I decided to take a more serious direction with this week’s Pinspire Me Friday post. I came across this Women’s Running video on running safety earlier this week on Facebook. I pinned it right away knowing this would be perfect for my weekly post.
If you’re a runner, walker, or just an outdoor enthusiast in general, you might find yourself out and about alone. Maybe it’s in your neighborhood, the park, a hiking trail, wherever. Whether you’re male or female, there can be dangers being out alone. I live in a really safe area where my main concerns when out running on the road are distracted or rude drivers, students riding their bikes on sidewalks on campus and running into me (yes, that’s happened), or animals like bears if I’m out trail running/hiking, which I’d never do alone anyway.
Regardless it can be helpful to know how to protect yourself. I think this video, while short, does a great job of providing some instruction on how to ward off an attack. However, we can’t forget the many other ways we can protect ourselves.
- When running in lowlight or dark conditions, wear bright colored clothing, reflective gear, and even lights.
- When running on the road, always run towards traffic. The exception being on a tight curve where it may be safer to cross the road to round the bend and then return back across once in a safe zone.
- When trail running, know your route and know if hunting is allowed in the area. In PA where I live, the best day to run is often on Sundays when hunting isn’t allowed.
- Carry pepper spray or bear spray if in the woods. Wearing bells also makes you more likely to alert wild animals to your presence and give them an opportunity to retreat.

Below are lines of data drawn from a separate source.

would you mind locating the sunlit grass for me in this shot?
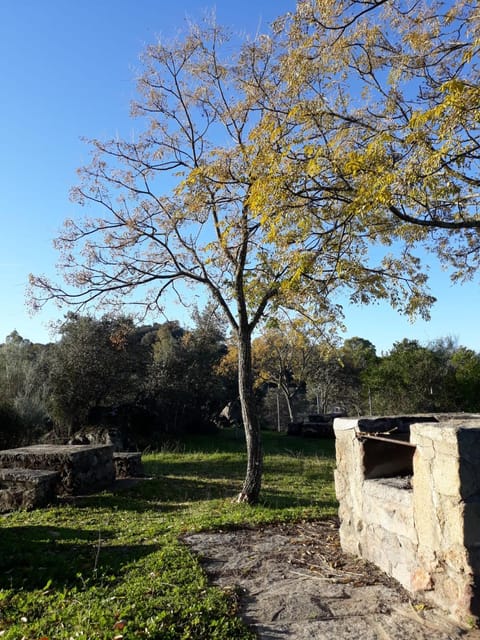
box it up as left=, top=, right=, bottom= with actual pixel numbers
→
left=0, top=429, right=337, bottom=639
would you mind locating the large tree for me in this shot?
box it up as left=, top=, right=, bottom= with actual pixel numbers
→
left=0, top=331, right=51, bottom=441
left=252, top=322, right=320, bottom=424
left=30, top=18, right=433, bottom=502
left=145, top=310, right=230, bottom=437
left=362, top=338, right=453, bottom=414
left=449, top=345, right=480, bottom=412
left=47, top=314, right=145, bottom=435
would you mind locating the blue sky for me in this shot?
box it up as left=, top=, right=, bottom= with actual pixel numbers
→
left=0, top=0, right=477, bottom=354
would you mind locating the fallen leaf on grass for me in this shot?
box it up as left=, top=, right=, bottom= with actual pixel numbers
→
left=113, top=620, right=127, bottom=630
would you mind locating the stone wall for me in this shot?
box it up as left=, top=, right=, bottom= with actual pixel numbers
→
left=334, top=415, right=480, bottom=622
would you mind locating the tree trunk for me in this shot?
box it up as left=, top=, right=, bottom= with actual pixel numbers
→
left=282, top=386, right=295, bottom=423
left=236, top=323, right=263, bottom=504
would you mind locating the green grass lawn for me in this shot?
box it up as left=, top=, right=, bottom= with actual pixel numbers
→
left=0, top=430, right=337, bottom=639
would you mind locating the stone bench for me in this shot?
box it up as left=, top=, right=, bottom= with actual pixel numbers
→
left=113, top=452, right=144, bottom=478
left=0, top=467, right=59, bottom=512
left=0, top=444, right=115, bottom=495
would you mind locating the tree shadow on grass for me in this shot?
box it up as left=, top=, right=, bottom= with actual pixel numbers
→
left=45, top=444, right=336, bottom=518
left=0, top=524, right=159, bottom=591
left=124, top=465, right=335, bottom=512
left=263, top=461, right=335, bottom=482
left=143, top=457, right=247, bottom=481
left=113, top=457, right=336, bottom=509
left=185, top=428, right=336, bottom=457
left=258, top=488, right=338, bottom=512
left=143, top=456, right=334, bottom=484
left=133, top=475, right=239, bottom=502
left=67, top=474, right=241, bottom=512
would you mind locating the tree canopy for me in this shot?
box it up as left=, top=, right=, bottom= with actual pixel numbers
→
left=29, top=2, right=479, bottom=501
left=47, top=314, right=145, bottom=435
left=266, top=0, right=480, bottom=281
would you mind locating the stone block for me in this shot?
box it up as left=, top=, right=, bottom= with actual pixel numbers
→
left=411, top=421, right=458, bottom=447
left=432, top=452, right=460, bottom=497
left=361, top=525, right=393, bottom=575
left=438, top=497, right=465, bottom=548
left=338, top=526, right=361, bottom=556
left=0, top=444, right=115, bottom=495
left=113, top=452, right=144, bottom=478
left=333, top=418, right=360, bottom=432
left=0, top=467, right=59, bottom=512
left=333, top=469, right=347, bottom=500
left=413, top=459, right=442, bottom=554
left=361, top=526, right=418, bottom=589
left=442, top=545, right=470, bottom=574
left=411, top=567, right=433, bottom=592
left=363, top=479, right=416, bottom=541
left=392, top=559, right=418, bottom=592
left=428, top=568, right=475, bottom=621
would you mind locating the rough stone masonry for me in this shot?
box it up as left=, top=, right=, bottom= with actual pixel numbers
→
left=334, top=414, right=480, bottom=623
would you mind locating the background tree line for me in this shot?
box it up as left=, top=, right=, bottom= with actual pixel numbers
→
left=1, top=313, right=479, bottom=450
left=0, top=309, right=232, bottom=449
left=250, top=330, right=480, bottom=428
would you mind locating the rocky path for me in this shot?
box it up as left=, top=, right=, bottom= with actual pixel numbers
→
left=185, top=519, right=480, bottom=640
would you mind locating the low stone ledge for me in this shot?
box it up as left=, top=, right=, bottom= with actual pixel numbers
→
left=0, top=467, right=59, bottom=512
left=113, top=452, right=144, bottom=478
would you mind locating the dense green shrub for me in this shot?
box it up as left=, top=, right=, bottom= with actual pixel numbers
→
left=0, top=402, right=24, bottom=449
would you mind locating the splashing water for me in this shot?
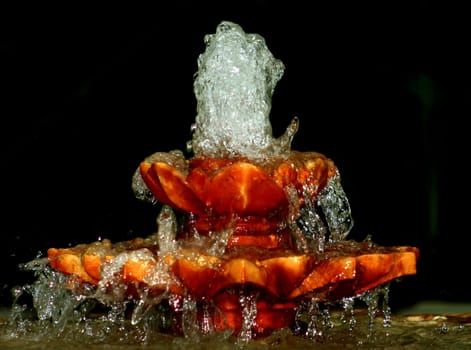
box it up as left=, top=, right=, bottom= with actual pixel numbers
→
left=188, top=21, right=296, bottom=159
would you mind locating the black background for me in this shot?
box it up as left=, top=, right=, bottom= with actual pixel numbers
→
left=1, top=2, right=469, bottom=311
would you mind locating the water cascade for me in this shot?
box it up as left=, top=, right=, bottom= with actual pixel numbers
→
left=6, top=21, right=419, bottom=345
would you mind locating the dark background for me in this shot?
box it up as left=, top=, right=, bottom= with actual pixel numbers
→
left=1, top=2, right=469, bottom=311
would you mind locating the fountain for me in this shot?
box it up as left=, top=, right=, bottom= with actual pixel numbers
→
left=4, top=21, right=420, bottom=345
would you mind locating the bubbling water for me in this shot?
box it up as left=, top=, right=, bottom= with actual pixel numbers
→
left=188, top=21, right=296, bottom=160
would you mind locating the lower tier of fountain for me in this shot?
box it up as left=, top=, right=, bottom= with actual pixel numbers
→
left=47, top=235, right=418, bottom=337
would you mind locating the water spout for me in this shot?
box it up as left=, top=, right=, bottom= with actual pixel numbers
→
left=189, top=21, right=295, bottom=160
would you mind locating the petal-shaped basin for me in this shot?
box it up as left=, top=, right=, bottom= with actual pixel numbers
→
left=48, top=238, right=418, bottom=303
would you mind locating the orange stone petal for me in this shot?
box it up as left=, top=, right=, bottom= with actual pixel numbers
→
left=48, top=248, right=98, bottom=285
left=302, top=154, right=331, bottom=181
left=186, top=167, right=211, bottom=203
left=272, top=162, right=297, bottom=189
left=259, top=255, right=314, bottom=297
left=290, top=247, right=419, bottom=300
left=289, top=256, right=357, bottom=299
left=222, top=258, right=267, bottom=287
left=122, top=259, right=156, bottom=284
left=150, top=162, right=205, bottom=214
left=139, top=162, right=172, bottom=205
left=336, top=247, right=419, bottom=297
left=82, top=254, right=105, bottom=281
left=170, top=255, right=221, bottom=299
left=206, top=162, right=287, bottom=215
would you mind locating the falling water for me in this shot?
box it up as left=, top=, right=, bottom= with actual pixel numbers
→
left=237, top=289, right=258, bottom=343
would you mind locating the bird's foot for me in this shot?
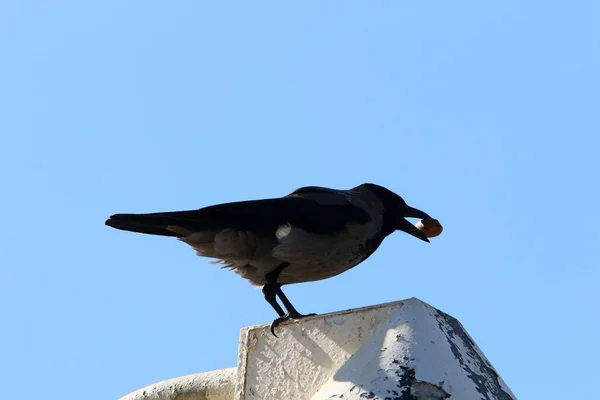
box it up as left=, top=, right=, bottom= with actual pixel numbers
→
left=270, top=312, right=317, bottom=337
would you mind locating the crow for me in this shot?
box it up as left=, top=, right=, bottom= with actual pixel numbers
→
left=105, top=183, right=438, bottom=335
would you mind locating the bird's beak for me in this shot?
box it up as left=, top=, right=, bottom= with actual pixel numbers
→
left=398, top=205, right=431, bottom=242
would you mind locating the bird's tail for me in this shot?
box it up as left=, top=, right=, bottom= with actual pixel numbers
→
left=105, top=211, right=203, bottom=237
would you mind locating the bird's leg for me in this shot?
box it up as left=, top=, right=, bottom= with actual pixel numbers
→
left=261, top=284, right=286, bottom=317
left=271, top=284, right=304, bottom=319
left=265, top=263, right=316, bottom=336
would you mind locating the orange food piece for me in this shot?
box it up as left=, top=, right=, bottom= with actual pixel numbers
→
left=416, top=218, right=443, bottom=238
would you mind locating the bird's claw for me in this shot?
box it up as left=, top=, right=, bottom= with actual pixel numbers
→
left=270, top=316, right=288, bottom=337
left=270, top=312, right=317, bottom=337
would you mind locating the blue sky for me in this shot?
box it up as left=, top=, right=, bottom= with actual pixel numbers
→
left=1, top=1, right=598, bottom=399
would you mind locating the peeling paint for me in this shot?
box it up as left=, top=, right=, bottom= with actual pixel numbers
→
left=412, top=381, right=450, bottom=400
left=120, top=298, right=515, bottom=400
left=234, top=299, right=517, bottom=400
left=435, top=310, right=514, bottom=400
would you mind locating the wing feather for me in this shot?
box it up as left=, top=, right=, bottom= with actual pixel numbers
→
left=106, top=189, right=370, bottom=237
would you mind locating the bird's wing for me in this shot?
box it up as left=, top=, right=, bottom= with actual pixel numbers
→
left=105, top=188, right=370, bottom=237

- Always let someone know where you’re going, how long you’ll be gone, and when you’re expected to be back.
- If possible carry identification. I use RoadID and plan to get some for my parents.
- Carry your cell phone. I purchased a Spibelt before the Marine Corps Marathon and it’s awesome. I’ve used it on several runs since. It stays in place and is large enough for my cell, key, and sports beans or gels.
- Run with others. I think the old adage of “safety in numbers” that we were told as a kid holds true.
These are just a few things I’ve learned about through reading and talking with fellow runners. It’s not an all-inclusive list and you may have more or better ideas that you can share with me. The bottom line is to always do your best to be as safe as possible no matter what activity you’re pursuing. Oh and most importantly, don’t forget to have FUN!
Alright enough with the seriousness. Have a great weekend!
Question: What ideas do you have for staying safe while pursuing outdoor activities?